The user’s “index” or “canvas” is actually hosted on a non-Facebook server and is surrounded by Facebook “chrome”, which are the Facebook elements on the page.


Because the “iFramed” page isn’t hosted on Facebook, it can use standard HTML, CSS and JavaScript like any other Web page does.


Fbootstrapp, created by Clemens Krack, is a toolkit for kick-starting the development of Facebook iFrame apps. It is based on Bootstrap, which is a GUI toolkit for Twitter.


“I just pushed my last version of Fbootstrapp. It’s a fork of Twitter’s Bootstrap, which aims to help developing Facebook iFrame apps,” Krack said in a blog.


“The default grid systems provided as part of Fbootstrapp are a 760px and a 520px wide 12-column grids.”


“They are a flavour of the popular 960 grid system, but without the additional margin/padding on the left and right sides.”


As with Bootstrap, Fbootstrapp includes base CSS and HTML for topography, forms, buttons, tables, grids, navigation, alerts, etc.
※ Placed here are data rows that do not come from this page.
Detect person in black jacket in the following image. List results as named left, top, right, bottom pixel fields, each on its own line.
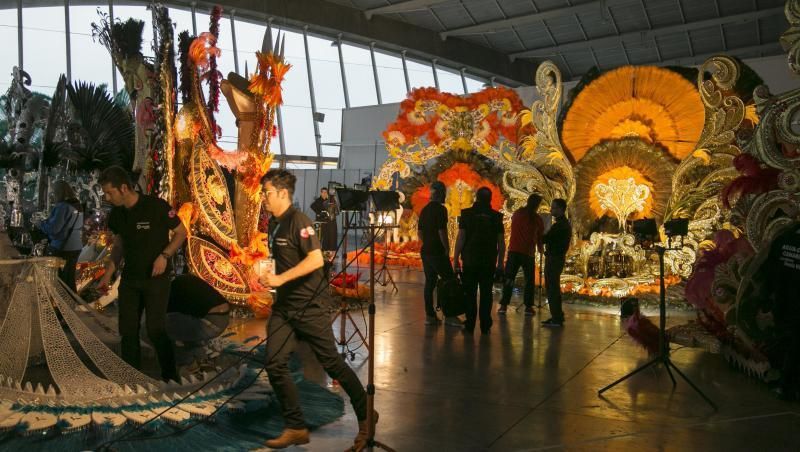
left=309, top=187, right=338, bottom=251
left=542, top=198, right=571, bottom=327
left=454, top=187, right=505, bottom=334
left=418, top=181, right=460, bottom=326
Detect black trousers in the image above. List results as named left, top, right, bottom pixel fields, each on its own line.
left=265, top=307, right=367, bottom=429
left=56, top=249, right=81, bottom=292
left=118, top=276, right=178, bottom=381
left=421, top=254, right=454, bottom=317
left=463, top=265, right=495, bottom=332
left=545, top=255, right=566, bottom=322
left=501, top=252, right=535, bottom=307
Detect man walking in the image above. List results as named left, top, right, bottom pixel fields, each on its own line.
left=454, top=187, right=505, bottom=334
left=418, top=181, right=460, bottom=326
left=499, top=194, right=544, bottom=316
left=542, top=198, right=571, bottom=327
left=257, top=169, right=372, bottom=450
left=97, top=166, right=186, bottom=382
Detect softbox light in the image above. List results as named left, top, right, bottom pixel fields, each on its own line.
left=336, top=188, right=368, bottom=212
left=664, top=218, right=689, bottom=237
left=369, top=191, right=400, bottom=212
left=632, top=218, right=658, bottom=242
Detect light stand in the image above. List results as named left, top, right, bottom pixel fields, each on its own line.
left=536, top=248, right=546, bottom=310
left=331, top=209, right=369, bottom=360
left=598, top=225, right=716, bottom=409
left=363, top=223, right=395, bottom=452
left=516, top=249, right=545, bottom=313
left=369, top=191, right=400, bottom=294
left=373, top=215, right=398, bottom=293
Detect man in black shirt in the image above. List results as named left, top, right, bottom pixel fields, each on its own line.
left=166, top=274, right=230, bottom=370
left=97, top=166, right=187, bottom=381
left=454, top=187, right=505, bottom=334
left=257, top=169, right=370, bottom=450
left=542, top=198, right=571, bottom=327
left=418, top=181, right=459, bottom=326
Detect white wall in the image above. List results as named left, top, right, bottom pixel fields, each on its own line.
left=741, top=54, right=799, bottom=95
left=339, top=103, right=403, bottom=174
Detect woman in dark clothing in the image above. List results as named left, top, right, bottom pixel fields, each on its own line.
left=310, top=187, right=338, bottom=251
left=39, top=180, right=84, bottom=291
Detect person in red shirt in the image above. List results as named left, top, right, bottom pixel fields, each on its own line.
left=499, top=194, right=544, bottom=316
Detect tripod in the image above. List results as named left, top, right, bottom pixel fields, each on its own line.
left=374, top=224, right=398, bottom=293
left=331, top=210, right=370, bottom=359
left=361, top=223, right=395, bottom=451
left=598, top=244, right=716, bottom=409
left=535, top=249, right=546, bottom=309
left=515, top=249, right=547, bottom=313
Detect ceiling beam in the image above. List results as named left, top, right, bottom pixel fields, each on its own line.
left=561, top=42, right=784, bottom=80
left=364, top=0, right=451, bottom=20
left=441, top=0, right=637, bottom=39
left=511, top=6, right=784, bottom=60
left=653, top=42, right=783, bottom=69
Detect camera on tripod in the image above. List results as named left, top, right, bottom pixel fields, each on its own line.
left=632, top=218, right=690, bottom=248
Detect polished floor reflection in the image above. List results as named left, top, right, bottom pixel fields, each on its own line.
left=237, top=268, right=799, bottom=451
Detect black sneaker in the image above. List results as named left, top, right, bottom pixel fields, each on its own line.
left=541, top=318, right=563, bottom=327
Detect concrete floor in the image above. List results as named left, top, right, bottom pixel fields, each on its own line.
left=234, top=268, right=800, bottom=451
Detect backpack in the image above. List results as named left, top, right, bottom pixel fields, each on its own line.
left=436, top=275, right=466, bottom=317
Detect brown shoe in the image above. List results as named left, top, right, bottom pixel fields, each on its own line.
left=348, top=411, right=379, bottom=451
left=264, top=428, right=310, bottom=449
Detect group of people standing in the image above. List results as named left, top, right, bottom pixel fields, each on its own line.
left=418, top=181, right=572, bottom=334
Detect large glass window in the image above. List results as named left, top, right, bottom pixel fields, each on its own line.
left=437, top=65, right=464, bottom=95
left=233, top=18, right=265, bottom=80
left=374, top=49, right=407, bottom=103
left=70, top=5, right=113, bottom=89
left=406, top=56, right=435, bottom=90
left=306, top=32, right=344, bottom=158
left=2, top=2, right=508, bottom=169
left=22, top=5, right=67, bottom=92
left=286, top=161, right=316, bottom=169
left=167, top=6, right=193, bottom=37
left=465, top=74, right=486, bottom=93
left=274, top=26, right=316, bottom=156
left=0, top=7, right=19, bottom=93
left=341, top=43, right=377, bottom=107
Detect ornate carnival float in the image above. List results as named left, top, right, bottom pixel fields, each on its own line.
left=372, top=0, right=800, bottom=387
left=375, top=53, right=761, bottom=300
left=0, top=5, right=342, bottom=444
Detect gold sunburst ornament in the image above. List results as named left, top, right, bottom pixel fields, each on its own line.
left=593, top=177, right=651, bottom=229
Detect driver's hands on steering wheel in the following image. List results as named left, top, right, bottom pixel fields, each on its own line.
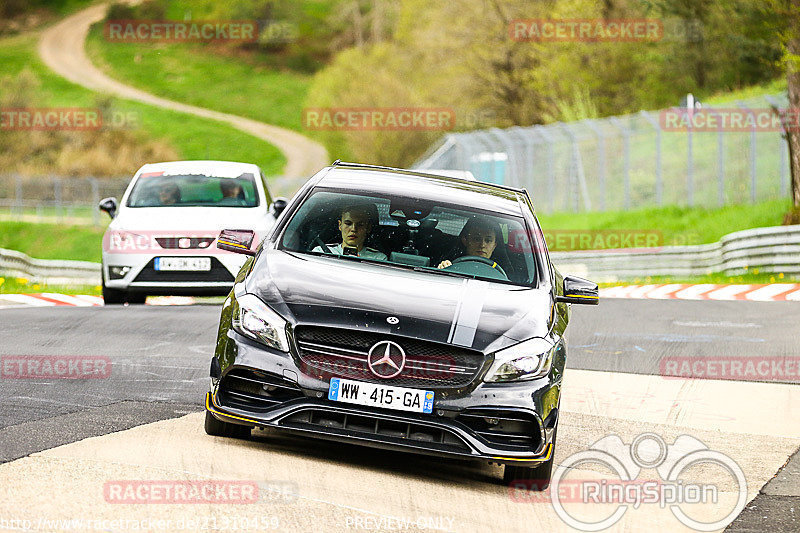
left=437, top=260, right=452, bottom=269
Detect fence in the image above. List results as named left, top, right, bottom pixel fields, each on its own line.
left=0, top=175, right=131, bottom=225
left=414, top=93, right=791, bottom=213
left=0, top=174, right=309, bottom=226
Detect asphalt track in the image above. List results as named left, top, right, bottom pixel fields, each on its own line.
left=0, top=299, right=798, bottom=532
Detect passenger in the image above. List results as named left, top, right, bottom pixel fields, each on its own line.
left=313, top=203, right=388, bottom=260
left=158, top=182, right=181, bottom=205
left=438, top=216, right=501, bottom=269
left=220, top=180, right=244, bottom=200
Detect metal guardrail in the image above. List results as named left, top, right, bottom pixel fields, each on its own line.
left=551, top=225, right=800, bottom=282
left=0, top=247, right=100, bottom=285
left=1, top=225, right=798, bottom=285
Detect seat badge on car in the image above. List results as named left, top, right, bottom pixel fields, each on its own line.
left=386, top=316, right=399, bottom=325
left=367, top=340, right=406, bottom=379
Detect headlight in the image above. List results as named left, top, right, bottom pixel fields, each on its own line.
left=485, top=337, right=556, bottom=382
left=231, top=294, right=289, bottom=352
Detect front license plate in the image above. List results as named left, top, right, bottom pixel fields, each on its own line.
left=154, top=257, right=211, bottom=271
left=328, top=378, right=434, bottom=414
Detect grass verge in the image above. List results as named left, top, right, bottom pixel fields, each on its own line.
left=85, top=26, right=312, bottom=133
left=537, top=198, right=792, bottom=247
left=0, top=221, right=104, bottom=262
left=0, top=277, right=100, bottom=296
left=599, top=271, right=800, bottom=287
left=1, top=32, right=286, bottom=175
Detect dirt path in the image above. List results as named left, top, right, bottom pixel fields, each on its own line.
left=38, top=3, right=329, bottom=179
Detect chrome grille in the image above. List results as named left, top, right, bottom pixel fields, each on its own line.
left=294, top=326, right=484, bottom=389
left=155, top=236, right=216, bottom=249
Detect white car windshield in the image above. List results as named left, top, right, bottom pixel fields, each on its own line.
left=126, top=172, right=259, bottom=208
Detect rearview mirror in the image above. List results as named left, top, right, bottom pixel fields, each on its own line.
left=555, top=275, right=599, bottom=305
left=217, top=229, right=256, bottom=256
left=270, top=197, right=288, bottom=218
left=99, top=197, right=118, bottom=219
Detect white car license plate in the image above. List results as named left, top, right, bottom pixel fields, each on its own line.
left=154, top=257, right=211, bottom=271
left=328, top=378, right=434, bottom=414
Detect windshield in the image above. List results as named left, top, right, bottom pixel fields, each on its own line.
left=279, top=189, right=538, bottom=286
left=126, top=172, right=260, bottom=208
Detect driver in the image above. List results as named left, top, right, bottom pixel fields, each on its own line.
left=312, top=203, right=387, bottom=260
left=438, top=216, right=500, bottom=268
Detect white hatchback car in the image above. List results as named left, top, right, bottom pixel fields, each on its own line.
left=99, top=161, right=286, bottom=304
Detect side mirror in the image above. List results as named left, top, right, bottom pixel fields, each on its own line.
left=270, top=197, right=288, bottom=218
left=217, top=229, right=256, bottom=256
left=555, top=275, right=599, bottom=305
left=99, top=197, right=118, bottom=219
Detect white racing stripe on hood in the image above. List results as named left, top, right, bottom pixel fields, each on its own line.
left=448, top=279, right=489, bottom=347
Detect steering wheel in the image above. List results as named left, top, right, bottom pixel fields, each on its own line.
left=314, top=235, right=332, bottom=254
left=452, top=255, right=508, bottom=278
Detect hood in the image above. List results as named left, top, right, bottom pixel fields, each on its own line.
left=111, top=206, right=270, bottom=233
left=248, top=250, right=552, bottom=353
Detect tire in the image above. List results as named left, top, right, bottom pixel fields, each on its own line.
left=101, top=283, right=126, bottom=305
left=101, top=269, right=146, bottom=305
left=503, top=427, right=557, bottom=490
left=204, top=409, right=252, bottom=439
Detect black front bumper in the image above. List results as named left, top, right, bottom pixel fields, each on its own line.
left=206, top=379, right=557, bottom=465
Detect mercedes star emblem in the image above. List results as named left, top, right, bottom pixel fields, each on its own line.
left=367, top=340, right=406, bottom=379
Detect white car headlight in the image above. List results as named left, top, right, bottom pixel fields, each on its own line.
left=485, top=337, right=556, bottom=382
left=231, top=294, right=289, bottom=352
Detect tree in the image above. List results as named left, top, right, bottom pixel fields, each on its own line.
left=785, top=1, right=800, bottom=208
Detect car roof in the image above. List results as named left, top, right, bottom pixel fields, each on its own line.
left=135, top=160, right=260, bottom=178
left=315, top=162, right=527, bottom=216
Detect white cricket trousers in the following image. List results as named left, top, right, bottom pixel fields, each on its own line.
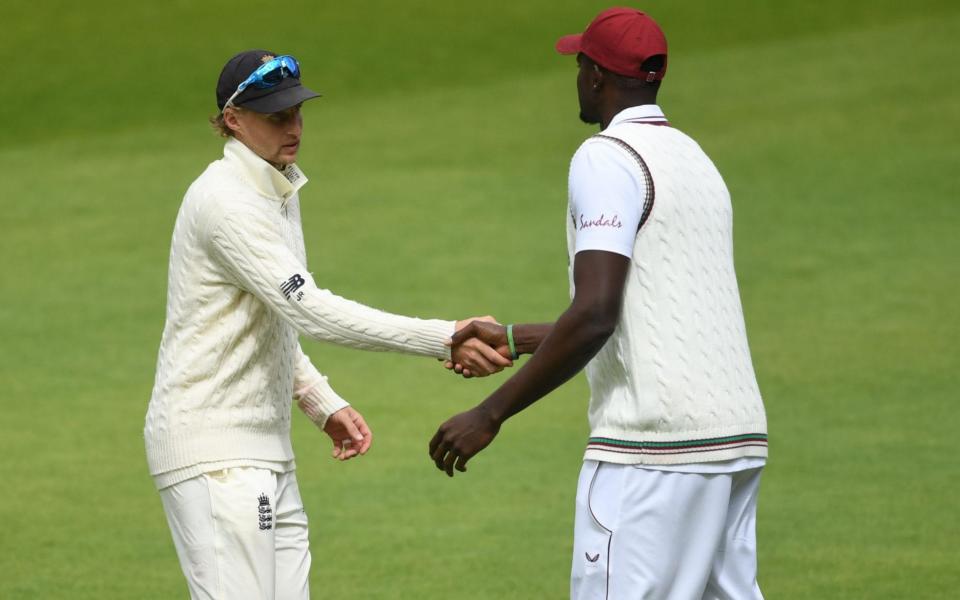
left=571, top=461, right=764, bottom=600
left=159, top=467, right=311, bottom=600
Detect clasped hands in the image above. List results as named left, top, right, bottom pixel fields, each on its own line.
left=323, top=316, right=513, bottom=464
left=446, top=317, right=513, bottom=378
left=323, top=317, right=510, bottom=465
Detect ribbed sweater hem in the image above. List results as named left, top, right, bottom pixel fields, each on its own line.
left=152, top=458, right=295, bottom=490
left=584, top=424, right=768, bottom=466
left=145, top=429, right=294, bottom=475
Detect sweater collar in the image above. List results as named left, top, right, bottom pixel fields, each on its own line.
left=223, top=137, right=308, bottom=204
left=606, top=104, right=668, bottom=128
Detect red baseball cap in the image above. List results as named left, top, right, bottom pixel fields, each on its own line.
left=556, top=7, right=668, bottom=82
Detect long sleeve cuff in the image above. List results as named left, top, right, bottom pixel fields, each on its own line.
left=295, top=376, right=350, bottom=428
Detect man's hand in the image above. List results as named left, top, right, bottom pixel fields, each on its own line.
left=452, top=320, right=509, bottom=353
left=447, top=317, right=512, bottom=378
left=323, top=406, right=373, bottom=461
left=428, top=406, right=501, bottom=477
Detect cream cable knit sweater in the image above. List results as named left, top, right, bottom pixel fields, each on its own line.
left=145, top=139, right=454, bottom=478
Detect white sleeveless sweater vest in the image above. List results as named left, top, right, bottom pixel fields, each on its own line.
left=567, top=122, right=768, bottom=465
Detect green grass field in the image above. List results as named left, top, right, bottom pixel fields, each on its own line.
left=2, top=1, right=958, bottom=598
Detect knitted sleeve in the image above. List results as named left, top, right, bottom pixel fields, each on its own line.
left=293, top=345, right=350, bottom=428
left=208, top=208, right=454, bottom=359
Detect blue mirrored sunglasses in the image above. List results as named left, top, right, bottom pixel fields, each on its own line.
left=222, top=55, right=301, bottom=111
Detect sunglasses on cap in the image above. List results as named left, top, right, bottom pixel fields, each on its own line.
left=222, top=55, right=300, bottom=112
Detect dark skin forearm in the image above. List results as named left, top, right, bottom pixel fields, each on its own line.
left=511, top=323, right=552, bottom=355
left=480, top=309, right=610, bottom=424
left=429, top=251, right=631, bottom=475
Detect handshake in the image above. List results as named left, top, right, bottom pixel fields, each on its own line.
left=446, top=317, right=516, bottom=378
left=326, top=317, right=540, bottom=466
left=325, top=317, right=516, bottom=461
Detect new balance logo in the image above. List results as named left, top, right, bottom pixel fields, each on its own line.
left=258, top=493, right=273, bottom=531
left=281, top=274, right=305, bottom=299
left=585, top=552, right=600, bottom=563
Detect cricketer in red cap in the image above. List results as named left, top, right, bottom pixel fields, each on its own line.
left=429, top=6, right=768, bottom=600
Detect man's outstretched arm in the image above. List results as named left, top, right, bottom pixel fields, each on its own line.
left=207, top=204, right=511, bottom=377
left=428, top=250, right=631, bottom=476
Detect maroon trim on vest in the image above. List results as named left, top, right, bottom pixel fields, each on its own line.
left=623, top=119, right=671, bottom=127
left=591, top=134, right=655, bottom=232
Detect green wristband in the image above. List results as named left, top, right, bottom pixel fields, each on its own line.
left=507, top=324, right=519, bottom=360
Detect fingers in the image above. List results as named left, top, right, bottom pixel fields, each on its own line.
left=443, top=450, right=457, bottom=477
left=467, top=339, right=512, bottom=368
left=458, top=365, right=478, bottom=378
left=337, top=411, right=371, bottom=460
left=431, top=440, right=462, bottom=477
left=430, top=438, right=449, bottom=471
left=433, top=443, right=471, bottom=477
left=338, top=439, right=359, bottom=460
left=429, top=426, right=456, bottom=475
left=428, top=429, right=443, bottom=457
left=353, top=413, right=373, bottom=455
left=451, top=340, right=512, bottom=377
left=458, top=344, right=510, bottom=377
left=332, top=436, right=357, bottom=461
left=340, top=413, right=364, bottom=445
left=429, top=427, right=471, bottom=478
left=454, top=351, right=496, bottom=376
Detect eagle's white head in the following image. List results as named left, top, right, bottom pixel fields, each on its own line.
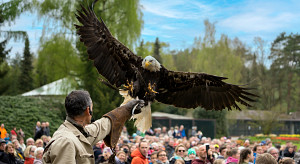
left=142, top=56, right=161, bottom=72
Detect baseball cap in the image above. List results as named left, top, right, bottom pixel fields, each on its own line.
left=0, top=139, right=6, bottom=144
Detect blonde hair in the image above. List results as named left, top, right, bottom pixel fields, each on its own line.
left=279, top=157, right=295, bottom=164
left=175, top=144, right=186, bottom=153
left=174, top=159, right=185, bottom=164
left=24, top=145, right=32, bottom=158
left=214, top=159, right=225, bottom=164
left=256, top=153, right=277, bottom=164
left=5, top=143, right=17, bottom=156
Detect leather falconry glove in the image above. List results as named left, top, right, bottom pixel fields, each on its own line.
left=103, top=99, right=144, bottom=148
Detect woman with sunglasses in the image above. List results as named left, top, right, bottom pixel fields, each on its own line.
left=155, top=150, right=169, bottom=164
left=169, top=144, right=187, bottom=164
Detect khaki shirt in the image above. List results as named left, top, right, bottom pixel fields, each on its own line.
left=43, top=117, right=111, bottom=164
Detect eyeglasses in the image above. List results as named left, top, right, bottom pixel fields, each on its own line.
left=159, top=154, right=167, bottom=157
left=178, top=150, right=185, bottom=152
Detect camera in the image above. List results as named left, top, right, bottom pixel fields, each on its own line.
left=205, top=144, right=210, bottom=152
left=123, top=148, right=128, bottom=154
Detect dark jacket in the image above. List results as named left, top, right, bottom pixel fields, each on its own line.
left=165, top=145, right=175, bottom=159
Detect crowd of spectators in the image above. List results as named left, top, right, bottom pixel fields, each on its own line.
left=0, top=122, right=299, bottom=164
left=0, top=122, right=50, bottom=164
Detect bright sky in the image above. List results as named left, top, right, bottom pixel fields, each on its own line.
left=1, top=0, right=300, bottom=59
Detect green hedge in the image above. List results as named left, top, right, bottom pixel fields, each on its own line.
left=0, top=96, right=65, bottom=139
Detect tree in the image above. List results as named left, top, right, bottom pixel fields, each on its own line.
left=0, top=39, right=11, bottom=78
left=0, top=0, right=31, bottom=41
left=269, top=33, right=300, bottom=113
left=18, top=37, right=33, bottom=93
left=35, top=34, right=79, bottom=86
left=153, top=37, right=162, bottom=63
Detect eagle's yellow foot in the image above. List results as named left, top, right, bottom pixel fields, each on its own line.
left=124, top=80, right=134, bottom=93
left=145, top=83, right=158, bottom=96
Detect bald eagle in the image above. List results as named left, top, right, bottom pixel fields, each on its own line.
left=75, top=2, right=257, bottom=132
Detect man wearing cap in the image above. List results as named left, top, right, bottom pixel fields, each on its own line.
left=0, top=139, right=8, bottom=164
left=42, top=90, right=144, bottom=164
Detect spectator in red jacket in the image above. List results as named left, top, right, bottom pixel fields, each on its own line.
left=131, top=139, right=149, bottom=164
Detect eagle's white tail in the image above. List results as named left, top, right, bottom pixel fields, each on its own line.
left=119, top=90, right=152, bottom=133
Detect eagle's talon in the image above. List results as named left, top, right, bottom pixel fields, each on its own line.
left=147, top=83, right=158, bottom=94
left=124, top=80, right=134, bottom=93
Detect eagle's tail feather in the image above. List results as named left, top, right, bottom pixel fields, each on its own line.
left=119, top=90, right=152, bottom=133
left=132, top=104, right=152, bottom=133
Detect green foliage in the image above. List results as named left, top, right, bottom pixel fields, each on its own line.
left=0, top=0, right=30, bottom=41
left=0, top=39, right=11, bottom=78
left=153, top=37, right=162, bottom=63
left=0, top=96, right=65, bottom=139
left=269, top=33, right=300, bottom=113
left=19, top=37, right=34, bottom=93
left=0, top=54, right=21, bottom=95
left=35, top=34, right=80, bottom=86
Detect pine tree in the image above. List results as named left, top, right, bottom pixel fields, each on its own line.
left=153, top=37, right=162, bottom=63
left=0, top=39, right=11, bottom=78
left=19, top=37, right=33, bottom=93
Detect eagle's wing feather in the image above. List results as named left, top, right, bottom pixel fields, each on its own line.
left=75, top=5, right=143, bottom=87
left=156, top=69, right=257, bottom=110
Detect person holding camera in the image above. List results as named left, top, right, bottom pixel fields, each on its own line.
left=192, top=145, right=214, bottom=164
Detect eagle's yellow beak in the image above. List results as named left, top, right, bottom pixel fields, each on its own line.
left=145, top=61, right=151, bottom=68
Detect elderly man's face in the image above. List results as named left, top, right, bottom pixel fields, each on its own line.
left=198, top=145, right=208, bottom=159
left=270, top=149, right=279, bottom=159
left=27, top=139, right=34, bottom=146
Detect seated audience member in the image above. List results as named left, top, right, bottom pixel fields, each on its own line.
left=217, top=146, right=227, bottom=159
left=35, top=139, right=43, bottom=148
left=131, top=139, right=149, bottom=164
left=19, top=137, right=26, bottom=152
left=93, top=141, right=103, bottom=162
left=267, top=147, right=281, bottom=162
left=279, top=157, right=295, bottom=164
left=214, top=159, right=225, bottom=164
left=255, top=153, right=277, bottom=164
left=24, top=145, right=36, bottom=164
left=239, top=148, right=253, bottom=164
left=226, top=148, right=240, bottom=164
left=4, top=143, right=23, bottom=164
left=283, top=146, right=295, bottom=158
left=12, top=139, right=24, bottom=160
left=169, top=144, right=186, bottom=163
left=150, top=151, right=158, bottom=164
left=185, top=148, right=196, bottom=164
left=0, top=139, right=8, bottom=163
left=115, top=150, right=128, bottom=164
left=192, top=145, right=214, bottom=164
left=96, top=147, right=112, bottom=163
left=174, top=159, right=185, bottom=164
left=156, top=150, right=169, bottom=164
left=33, top=147, right=44, bottom=164
left=26, top=138, right=35, bottom=146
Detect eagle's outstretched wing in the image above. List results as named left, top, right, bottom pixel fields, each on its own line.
left=75, top=5, right=143, bottom=87
left=156, top=69, right=257, bottom=110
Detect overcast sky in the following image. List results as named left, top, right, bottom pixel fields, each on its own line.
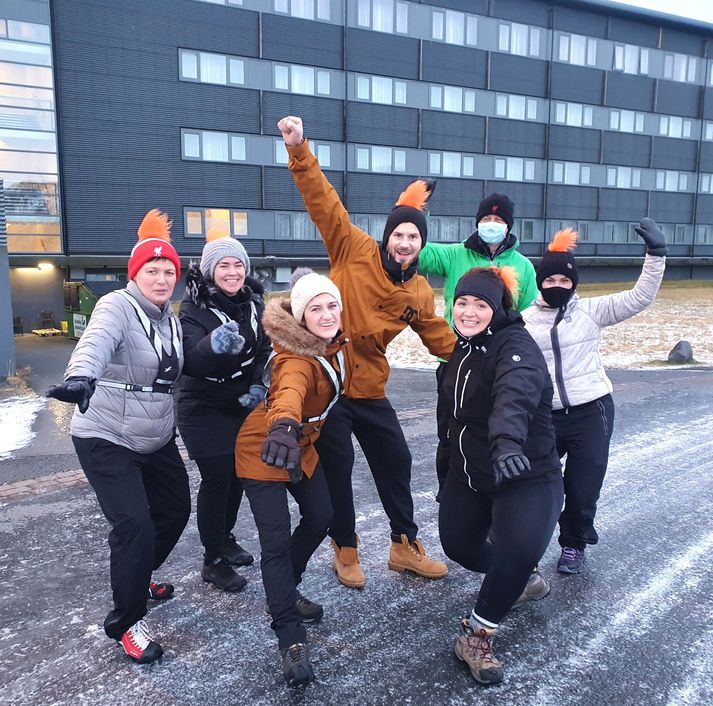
left=607, top=0, right=713, bottom=25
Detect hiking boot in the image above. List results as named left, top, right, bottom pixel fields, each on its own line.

It also shares Facebook’s look and feel.


“As some researchers found out, it is more intuitive for users to style elements within apps and fan pages in the same look as the parenting Facebook site,” Krack said on the Fbootstrapp site.


Using Fbootstrapp, Krack said developers can now “go and build awesome apps for Facebook”.


Last week, StartupSmart reported on the impending launch of Apptopia, a marketplace designed to help broker the sale of mobile apps, providing an exit strategy for developers.


Founded by Eliran Sapir and Jonathan Kay, Apptopia will launch in February. It has already secured seed funding, including $110,000 from Expansion VC.


“Apptopia is the marketplace that will broker the sale of [mobile] apps,” the founders say on their website.


“We will manage the entire process through to completion, starting with recommending app valuation and connecting sellers [and] concluding with escrow services, code review, and interfacing with Apple and Google.”


Apptopia has already brokered the sale of one mobile app valued at more than $15,000, and has 30 more lined up for February’s launch.